Last week I started therapy. Although she seemed more insistent on getting her money, she seems good enough to help me. But as I sat through listening to myself yabber on...I began to wonder if this will actually help me, or will I fall into another deep trance of crappiness. What I've come to notice is that I've felt really good after a session, and three days later I will fall back into a trance. It's something I can't but do. I've tried to see the brighter side of things but I end up all disappointed yet again, which in turn builds up the anger.

I'm trying hard to change but I'm just tired of all this crap. I'm tired of having to hear other people's problems when mine do not get voiced at all. Is this the whole 'people walking all over me' thing? Am I just a doormat or am I being paranoid?

"How does one carry everybody's problems on their shoulders?", my therapist asked me. My answer - I don't know how I can do it, nor do I feel in control of everything. I can't be selfish because I feel guilty, and I don't like being judged by other people. It seems I wanna help everybody else and not myself - like my purpose in life is to make everybody happy and let my life suffer slightly.

But I should ask this question to people who know me and have met me: Do I seem different when I talk to you in person, than when you read this blog of mine?
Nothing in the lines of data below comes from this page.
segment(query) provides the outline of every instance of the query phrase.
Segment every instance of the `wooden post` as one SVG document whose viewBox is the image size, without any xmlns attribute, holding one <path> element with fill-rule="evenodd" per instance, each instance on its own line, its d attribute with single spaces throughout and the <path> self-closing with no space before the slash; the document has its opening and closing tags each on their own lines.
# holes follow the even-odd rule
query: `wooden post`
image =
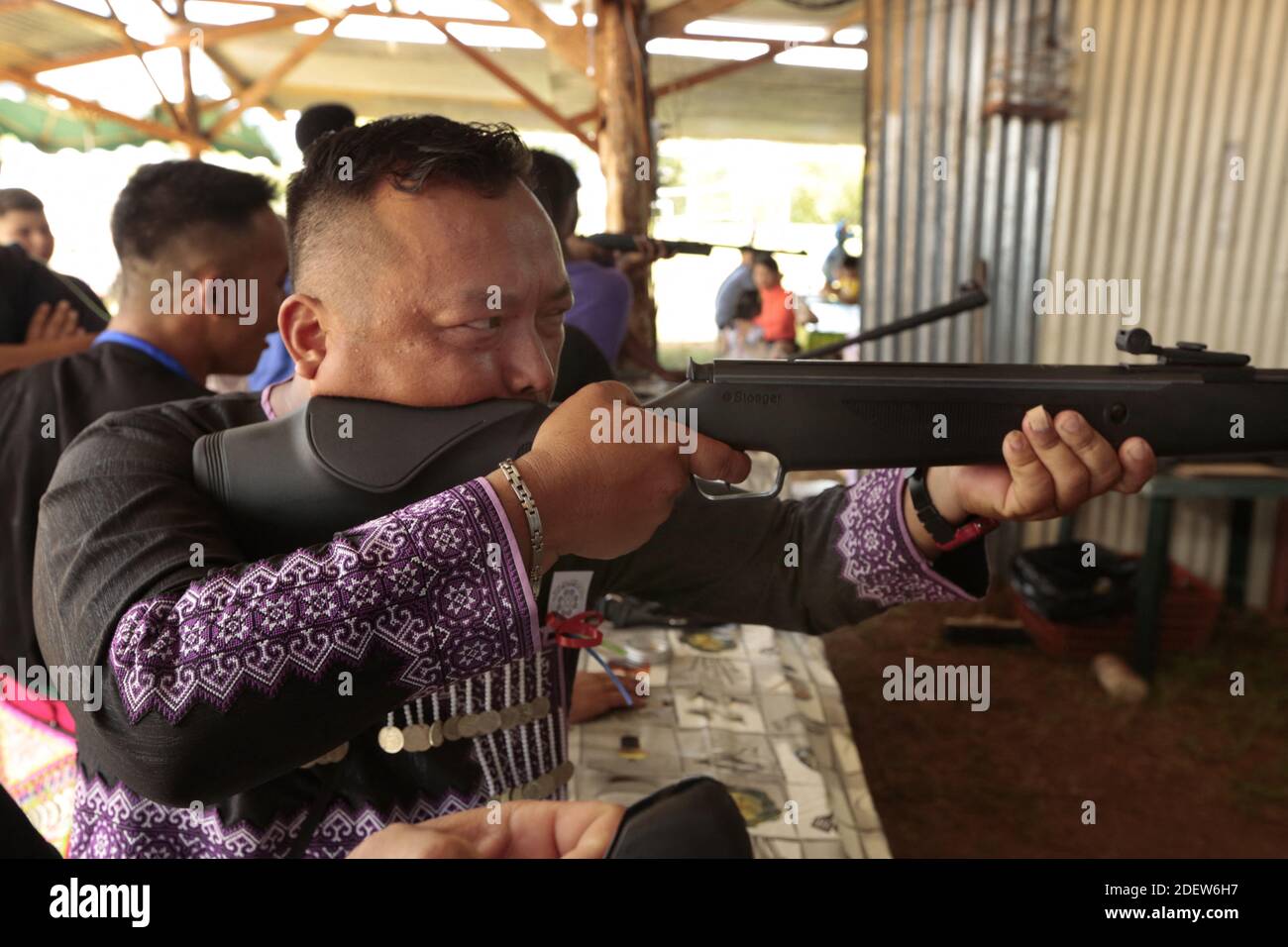
<svg viewBox="0 0 1288 947">
<path fill-rule="evenodd" d="M 595 86 L 600 125 L 599 166 L 608 184 L 609 231 L 648 233 L 657 180 L 653 98 L 648 81 L 643 0 L 599 0 L 595 27 Z M 657 350 L 649 273 L 635 273 L 630 334 Z"/>
</svg>

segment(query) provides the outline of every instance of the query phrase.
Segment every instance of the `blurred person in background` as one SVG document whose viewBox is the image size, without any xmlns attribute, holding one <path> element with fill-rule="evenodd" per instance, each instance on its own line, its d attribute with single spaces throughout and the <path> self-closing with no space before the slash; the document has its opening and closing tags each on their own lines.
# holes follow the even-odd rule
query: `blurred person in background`
<svg viewBox="0 0 1288 947">
<path fill-rule="evenodd" d="M 300 120 L 295 125 L 295 143 L 303 152 L 322 135 L 339 131 L 340 129 L 349 129 L 357 124 L 358 116 L 348 106 L 343 106 L 337 102 L 309 106 L 300 115 Z M 285 289 L 286 295 L 292 292 L 290 277 L 287 277 Z M 294 374 L 295 362 L 291 361 L 291 356 L 286 350 L 286 345 L 282 344 L 282 336 L 274 331 L 269 334 L 268 348 L 265 348 L 264 354 L 260 356 L 259 365 L 255 366 L 255 371 L 245 379 L 245 385 L 222 380 L 218 384 L 216 390 L 261 392 L 269 385 L 285 381 Z"/>
<path fill-rule="evenodd" d="M 747 330 L 751 320 L 760 313 L 760 292 L 756 291 L 756 281 L 751 276 L 751 267 L 756 262 L 756 251 L 742 247 L 742 262 L 725 277 L 716 290 L 716 329 L 720 331 L 716 339 L 716 354 L 732 356 L 741 352 L 747 344 Z"/>
<path fill-rule="evenodd" d="M 201 384 L 207 375 L 254 367 L 267 329 L 276 325 L 286 274 L 286 233 L 269 207 L 273 196 L 264 178 L 216 165 L 144 165 L 112 211 L 122 291 L 111 330 L 93 345 L 85 336 L 86 350 L 0 378 L 6 487 L 0 517 L 0 665 L 44 665 L 31 599 L 36 524 L 41 496 L 67 446 L 106 414 L 207 396 Z M 180 299 L 157 292 L 158 285 L 170 287 L 180 277 L 200 283 L 202 292 L 185 291 Z M 207 289 L 213 281 L 240 285 L 238 299 L 249 290 L 254 321 L 189 305 L 197 295 L 202 303 L 214 296 Z M 0 728 L 26 724 L 30 731 L 36 722 L 75 733 L 66 706 L 52 700 L 55 694 L 35 692 L 30 678 L 15 673 L 18 679 L 0 674 Z M 13 772 L 22 760 L 5 764 Z"/>
<path fill-rule="evenodd" d="M 636 237 L 634 253 L 614 256 L 576 236 L 581 182 L 573 166 L 558 155 L 532 152 L 531 183 L 563 244 L 564 265 L 573 292 L 573 305 L 564 316 L 564 326 L 587 335 L 614 368 L 625 358 L 661 379 L 683 381 L 684 372 L 663 368 L 648 347 L 629 331 L 632 291 L 627 273 L 647 269 L 654 260 L 671 254 L 657 241 Z"/>
<path fill-rule="evenodd" d="M 760 316 L 756 317 L 756 325 L 760 327 L 761 343 L 768 347 L 766 356 L 786 358 L 800 350 L 796 344 L 796 327 L 815 321 L 814 314 L 804 300 L 783 286 L 778 263 L 770 254 L 756 254 L 752 278 L 760 291 Z"/>
<path fill-rule="evenodd" d="M 107 325 L 94 290 L 45 265 L 53 251 L 40 198 L 0 189 L 0 374 L 84 352 Z"/>
</svg>

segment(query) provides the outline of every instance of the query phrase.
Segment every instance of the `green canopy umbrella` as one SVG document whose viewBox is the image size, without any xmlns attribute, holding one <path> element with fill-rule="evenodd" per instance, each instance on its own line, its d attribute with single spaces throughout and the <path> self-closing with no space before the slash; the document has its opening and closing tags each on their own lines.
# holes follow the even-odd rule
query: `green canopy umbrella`
<svg viewBox="0 0 1288 947">
<path fill-rule="evenodd" d="M 157 106 L 148 116 L 158 124 L 169 124 L 169 112 Z M 84 115 L 75 108 L 53 108 L 48 102 L 28 95 L 22 102 L 0 99 L 0 134 L 12 133 L 30 142 L 41 151 L 57 152 L 62 148 L 91 151 L 94 148 L 120 148 L 122 144 L 143 144 L 151 139 L 137 128 Z M 242 121 L 233 122 L 215 147 L 220 151 L 236 151 L 246 157 L 265 157 L 277 162 L 277 153 L 260 137 L 259 131 Z"/>
</svg>

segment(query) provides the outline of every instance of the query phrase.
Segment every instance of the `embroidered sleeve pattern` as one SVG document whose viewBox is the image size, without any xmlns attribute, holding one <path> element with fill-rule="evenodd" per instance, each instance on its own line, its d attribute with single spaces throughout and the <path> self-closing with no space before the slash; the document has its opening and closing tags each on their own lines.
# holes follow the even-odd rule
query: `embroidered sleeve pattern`
<svg viewBox="0 0 1288 947">
<path fill-rule="evenodd" d="M 848 491 L 837 517 L 841 576 L 882 608 L 974 597 L 935 572 L 903 519 L 903 470 L 872 470 Z"/>
<path fill-rule="evenodd" d="M 317 682 L 377 649 L 403 658 L 395 680 L 420 692 L 531 657 L 536 616 L 509 531 L 478 479 L 139 602 L 109 651 L 125 711 L 131 723 L 149 711 L 174 723 L 197 702 L 228 711 L 247 688 L 273 696 L 291 675 Z"/>
</svg>

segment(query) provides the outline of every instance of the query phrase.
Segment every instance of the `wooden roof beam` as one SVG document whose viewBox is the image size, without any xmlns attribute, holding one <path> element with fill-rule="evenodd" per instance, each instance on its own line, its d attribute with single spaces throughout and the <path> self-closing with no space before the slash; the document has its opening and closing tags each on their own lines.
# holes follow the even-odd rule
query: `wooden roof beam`
<svg viewBox="0 0 1288 947">
<path fill-rule="evenodd" d="M 331 33 L 335 32 L 335 28 L 340 24 L 345 15 L 346 14 L 340 14 L 339 17 L 328 19 L 326 28 L 322 32 L 316 36 L 305 36 L 304 40 L 301 40 L 295 49 L 282 57 L 273 66 L 273 68 L 251 82 L 250 86 L 237 97 L 237 104 L 220 115 L 219 119 L 215 120 L 215 124 L 206 131 L 206 135 L 211 140 L 215 140 L 228 129 L 229 125 L 241 117 L 242 112 L 247 108 L 254 108 L 268 98 L 291 70 L 299 66 L 318 46 L 331 39 Z"/>
<path fill-rule="evenodd" d="M 545 12 L 537 6 L 535 0 L 493 0 L 506 13 L 510 14 L 513 26 L 531 30 L 546 43 L 546 48 L 572 66 L 577 72 L 585 75 L 589 63 L 586 27 L 581 23 L 576 26 L 559 26 Z M 447 17 L 446 19 L 456 19 Z M 464 21 L 462 21 L 464 22 Z M 496 23 L 495 26 L 501 26 Z"/>
<path fill-rule="evenodd" d="M 18 72 L 17 70 L 10 70 L 0 67 L 0 81 L 14 82 L 21 85 L 23 89 L 30 91 L 40 93 L 41 95 L 59 98 L 67 102 L 72 108 L 79 112 L 89 112 L 90 115 L 97 115 L 100 119 L 108 119 L 109 121 L 120 122 L 121 125 L 129 125 L 133 129 L 138 129 L 146 135 L 152 135 L 162 142 L 179 142 L 187 144 L 193 149 L 204 149 L 210 147 L 207 142 L 201 135 L 194 135 L 184 129 L 174 129 L 169 125 L 162 125 L 158 121 L 151 121 L 148 119 L 135 119 L 130 115 L 122 115 L 121 112 L 113 112 L 111 108 L 98 104 L 97 102 L 89 102 L 86 99 L 76 98 L 75 95 L 68 95 L 64 91 L 59 91 L 53 86 L 48 86 L 44 82 L 37 82 L 28 75 Z"/>
<path fill-rule="evenodd" d="M 580 140 L 591 151 L 595 151 L 594 138 L 591 138 L 580 128 L 577 128 L 576 122 L 569 121 L 567 117 L 556 112 L 551 104 L 549 104 L 545 99 L 542 99 L 540 95 L 532 91 L 523 82 L 520 82 L 518 79 L 515 79 L 504 68 L 501 68 L 501 66 L 498 66 L 492 59 L 492 57 L 480 53 L 479 50 L 474 49 L 474 46 L 469 46 L 465 43 L 461 43 L 459 39 L 452 36 L 446 30 L 443 32 L 447 36 L 447 41 L 451 43 L 459 52 L 464 53 L 468 58 L 478 63 L 482 68 L 489 72 L 498 82 L 510 89 L 510 91 L 513 91 L 524 102 L 527 102 L 532 108 L 541 112 L 541 115 L 544 115 L 546 119 L 553 121 L 555 125 L 562 128 L 568 134 L 576 135 L 577 140 Z"/>
<path fill-rule="evenodd" d="M 216 43 L 223 43 L 224 40 L 234 40 L 241 36 L 255 36 L 258 33 L 273 32 L 276 30 L 285 30 L 287 27 L 295 26 L 296 23 L 305 19 L 321 19 L 321 17 L 308 8 L 300 6 L 292 10 L 282 10 L 272 19 L 258 19 L 252 23 L 236 23 L 233 26 L 211 26 L 201 27 L 201 44 L 204 48 L 209 49 Z M 152 45 L 144 44 L 144 53 L 151 53 L 155 49 L 178 49 L 182 46 L 188 46 L 192 43 L 192 33 L 187 30 L 176 32 L 174 36 L 162 40 L 161 43 Z M 36 63 L 27 68 L 27 75 L 33 76 L 37 72 L 48 72 L 49 70 L 62 70 L 68 66 L 84 66 L 91 62 L 103 62 L 106 59 L 116 59 L 122 55 L 133 55 L 133 50 L 129 44 L 122 44 L 120 46 L 113 46 L 112 49 L 99 50 L 97 53 L 81 53 L 77 55 L 62 57 L 59 59 L 49 59 L 41 63 Z"/>
</svg>

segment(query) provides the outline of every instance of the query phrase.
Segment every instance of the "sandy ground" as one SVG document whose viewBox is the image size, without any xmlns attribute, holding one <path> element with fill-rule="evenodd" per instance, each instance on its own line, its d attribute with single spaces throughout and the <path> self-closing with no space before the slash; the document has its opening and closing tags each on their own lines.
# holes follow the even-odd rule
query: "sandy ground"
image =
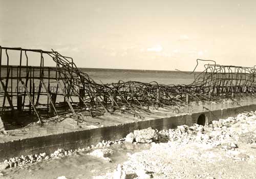
<svg viewBox="0 0 256 179">
<path fill-rule="evenodd" d="M 94 178 L 256 178 L 256 115 L 204 127 L 159 132 L 165 142 L 130 154 L 116 170 Z"/>
</svg>

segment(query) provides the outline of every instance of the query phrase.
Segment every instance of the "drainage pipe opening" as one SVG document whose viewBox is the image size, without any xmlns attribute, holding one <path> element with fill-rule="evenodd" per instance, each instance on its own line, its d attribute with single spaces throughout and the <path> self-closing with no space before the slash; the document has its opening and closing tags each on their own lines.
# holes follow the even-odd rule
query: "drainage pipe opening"
<svg viewBox="0 0 256 179">
<path fill-rule="evenodd" d="M 205 115 L 203 114 L 201 114 L 197 119 L 197 124 L 205 125 Z"/>
</svg>

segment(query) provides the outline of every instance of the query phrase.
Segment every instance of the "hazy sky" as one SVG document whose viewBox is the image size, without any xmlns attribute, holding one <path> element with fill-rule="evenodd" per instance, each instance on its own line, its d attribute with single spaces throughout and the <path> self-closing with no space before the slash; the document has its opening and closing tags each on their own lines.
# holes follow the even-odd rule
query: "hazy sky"
<svg viewBox="0 0 256 179">
<path fill-rule="evenodd" d="M 53 49 L 80 67 L 253 66 L 255 32 L 253 0 L 0 0 L 0 45 Z"/>
</svg>

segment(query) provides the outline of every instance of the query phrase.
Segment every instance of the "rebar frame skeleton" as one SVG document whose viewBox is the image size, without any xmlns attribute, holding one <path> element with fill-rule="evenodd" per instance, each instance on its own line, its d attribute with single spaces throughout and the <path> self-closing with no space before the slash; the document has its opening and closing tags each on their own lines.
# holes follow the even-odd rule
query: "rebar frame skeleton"
<svg viewBox="0 0 256 179">
<path fill-rule="evenodd" d="M 11 51 L 20 52 L 18 65 L 9 65 L 8 54 Z M 40 54 L 40 66 L 28 65 L 28 52 Z M 55 62 L 55 66 L 44 66 L 46 56 Z M 4 58 L 7 60 L 5 65 L 2 64 Z M 24 59 L 26 64 L 22 65 Z M 220 65 L 212 60 L 197 59 L 196 68 L 200 60 L 211 64 L 205 65 L 205 70 L 195 76 L 194 82 L 189 85 L 121 80 L 99 84 L 79 70 L 72 58 L 57 52 L 0 46 L 0 82 L 3 90 L 0 92 L 2 111 L 28 111 L 36 115 L 40 123 L 41 118 L 46 116 L 56 116 L 60 120 L 59 115 L 71 112 L 78 125 L 79 118 L 82 119 L 84 115 L 94 117 L 99 113 L 118 110 L 140 118 L 142 113 L 152 114 L 150 106 L 179 107 L 187 105 L 189 101 L 218 101 L 234 95 L 253 95 L 256 91 L 255 66 Z M 36 85 L 38 85 L 36 90 Z M 22 86 L 24 91 L 14 90 L 19 86 Z M 52 86 L 56 91 L 51 91 Z M 10 92 L 7 90 L 8 87 L 11 89 Z M 41 100 L 42 96 L 47 100 Z M 57 102 L 60 98 L 62 101 Z"/>
</svg>

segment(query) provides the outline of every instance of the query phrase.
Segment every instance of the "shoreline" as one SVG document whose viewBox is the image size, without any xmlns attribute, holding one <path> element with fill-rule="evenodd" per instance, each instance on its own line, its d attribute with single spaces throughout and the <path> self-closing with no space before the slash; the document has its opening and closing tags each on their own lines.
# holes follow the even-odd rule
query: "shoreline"
<svg viewBox="0 0 256 179">
<path fill-rule="evenodd" d="M 85 148 L 102 140 L 118 140 L 133 131 L 150 127 L 161 130 L 174 128 L 181 125 L 191 126 L 197 123 L 201 115 L 207 117 L 205 122 L 210 123 L 214 120 L 234 116 L 245 110 L 256 110 L 256 103 L 252 100 L 249 102 L 241 102 L 241 106 L 231 107 L 230 105 L 226 108 L 218 106 L 218 104 L 211 104 L 210 107 L 205 104 L 195 106 L 197 108 L 184 109 L 179 114 L 174 114 L 172 110 L 162 109 L 154 111 L 154 116 L 145 116 L 143 120 L 122 114 L 104 116 L 97 119 L 88 118 L 87 122 L 99 122 L 99 124 L 84 125 L 81 128 L 71 126 L 70 124 L 63 125 L 63 123 L 50 123 L 44 127 L 32 126 L 28 128 L 29 130 L 27 131 L 16 130 L 18 134 L 21 132 L 23 136 L 3 136 L 0 141 L 0 161 L 31 153 L 51 153 L 58 148 Z M 73 122 L 72 120 L 70 122 Z M 32 130 L 33 127 L 35 127 L 34 130 Z"/>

Answers on a postcard to the usual address.

I don't really have much else to say. But it seems I can only be one person and not two, especially as they both conflict each other.

1 Comments:

  • At 3:58 am, Anonymous Anonymous said…

    Eventually feeling better for three days after will turn to four will turn to five will turn to six will turn to seven. The most important thing to remember is that you're not stuck, you can make changes. You don't have to feel like this if you don't want to. I'm confident that you can be the person you want to be again with some hard work. You know you have my suppport as always.